MsEdF: A Multi-stream Encoder-decoder Framework for Remote Sensing Image Captioning
Swadhin Das, Raksha Sharma
TL;DR
This work tackles remote sensing image captioning (RSIC) by addressing the limitations of single-stream encoder–decoder models in capturing complex spatial patterns and semantic relationships. It introduces MsEdF, a multi-stream framework that fuses two complementary CNN encoders to enrich visual features and employs a stacked GRU decoder with Local Weighted Stacking to preserve intermediate linguistic cues and improve semantic modeling. The authors provide a rigorous ablation study and show that encoder fusion plus LWS consistently yields state-of-the-art or highly competitive results across SYDNEY, UCM, and RSICD datasets, with notable gains in CIDEr and BLEU metrics. The approach offers a practical path toward more accurate and context-aware RSIC, with potential extensions in retrieval-guided decoding and domain-adaptive training for unseen imagery.
Abstract
Remote sensing images contain complex spatial patterns and semantic structures, which makes the captioning model difficult to accurately describe. Encoder-decoder architectures have become the widely used approach for RSIC by translating visual content into descriptive text. However, many existing methods rely on a single-stream architecture, which weakens the model to accurately describe the image. Such single-stream architectures typically struggle to extract diverse spatial features or capture complex semantic relationships, limiting their effectiveness in scenes with high intraclass similarity or contextual ambiguity.
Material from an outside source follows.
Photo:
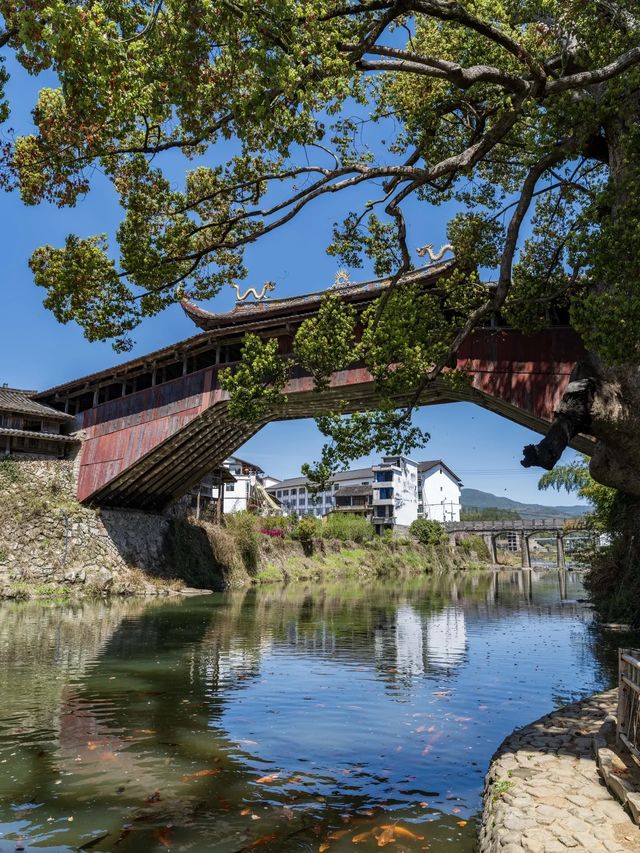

In this work, we propose a novel Multi-stream Encoder-decoder Framework (MsEdF) which improves the performance of RSIC by optimizing both the spatial representation and language generation of encoder-decoder architecture. The encoder fuses information from two complementary image encoders, thereby promoting feature diversity through the integration of multiscale and structurally distinct cues. To improve the capture of context-aware descriptions, we refine the input sequence's semantic modeling on the decoder side using a stacked GRU architecture with an element-wise aggregation scheme. Experiments on three benchmark RSIC datasets show that MsEdF outperforms several baseline models.